20. Epstein, in connection with the purchase or sale of securities described herein, by the use of the means and instrumentalities of interstate commerce and by use of the mails, directly and indirectly:

  • employed devices, schemes, and artifices to defraud;
     
  • made untrue statements of material facts and omitted to state material facts necessary in order to make the statements made, in light of the circumstances under which they were made, not misleading; and
     
  • engaged in acts, practices, and courses of business which would and did operate as a fraud and deceit upon the purchasers of such securities, all as more particularly described in the paragraphs above.

21. Epstein knowingly, intentionally, and/or with severe recklessness engaged in the aforementioned devices, schemes and artifices to defraud, made untrue statements of material facts and omitted to state material facts, and engaged in fraudulent acts, practices and courses of business.
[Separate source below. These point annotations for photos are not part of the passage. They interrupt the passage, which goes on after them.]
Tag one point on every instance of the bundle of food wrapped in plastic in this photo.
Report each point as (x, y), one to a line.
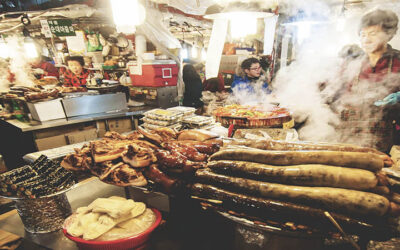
(110, 218)
(304, 183)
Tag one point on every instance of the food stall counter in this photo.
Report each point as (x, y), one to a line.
(36, 125)
(85, 192)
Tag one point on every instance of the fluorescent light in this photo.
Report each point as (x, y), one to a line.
(203, 54)
(127, 14)
(4, 50)
(242, 24)
(184, 53)
(30, 50)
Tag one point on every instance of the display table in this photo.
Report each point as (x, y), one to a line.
(21, 135)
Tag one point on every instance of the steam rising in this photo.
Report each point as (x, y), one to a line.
(298, 86)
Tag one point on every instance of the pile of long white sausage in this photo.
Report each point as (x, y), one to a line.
(299, 182)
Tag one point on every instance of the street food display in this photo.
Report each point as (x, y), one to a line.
(301, 184)
(44, 177)
(107, 219)
(252, 116)
(143, 155)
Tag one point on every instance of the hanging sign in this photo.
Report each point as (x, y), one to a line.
(61, 27)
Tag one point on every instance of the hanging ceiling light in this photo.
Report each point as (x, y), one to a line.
(127, 15)
(4, 50)
(233, 9)
(243, 17)
(30, 48)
In engaging in such conduct, Epstein acted with scienter, that is, with an intent to deceive, manipulate or defraud or with a severe reckless disregard for the truth.

22. By reason of the foregoing, Epstein aided and abetted violations of, and, unless enjoined, will continue to violate, directly or indirectly, Section 10(b) of the Exchange Act [15 U.S.C. 78j(b)] and Rule 10b-5 thereunder [17 C.F.R. 240.10b-5].

COUNT III-AIDING AND ABETTING REPORTING PROVISIONS
Aiding and Abetting Just for Feet's Violations of Section 13(a) of the Exchange Act [15 U.S.C. 78m(a)] and Rules 12b-20, 13a-1 and 13a-13 thereunder [17 C.F.R. 240.12b-20, 240.13a-1, and 240.13a-13]

23. Paragraphs 1 through 14 are hereby realleged and are incorporated herein by reference.

24. Epstein aided and abetted Just for Feet's violations of Section 13(a) of the Exchange Act [15 U.S.C. 78m(a)] and Rules 12b-20, 13a-1 and 13a-13 thereunder [17 C.F.R. 240.12-20, 240.13a-1 and 240.13a-13], which occurred when Just for Feet filed annual and periodic reports that contained financial statements that were not prepared in conformity with GAAP and contained material misstatements. Through the conduct described in the above paragraphs, Epstein knowingly or with severe recklessness substantially assisted Just for Feet's violations of this section and rules.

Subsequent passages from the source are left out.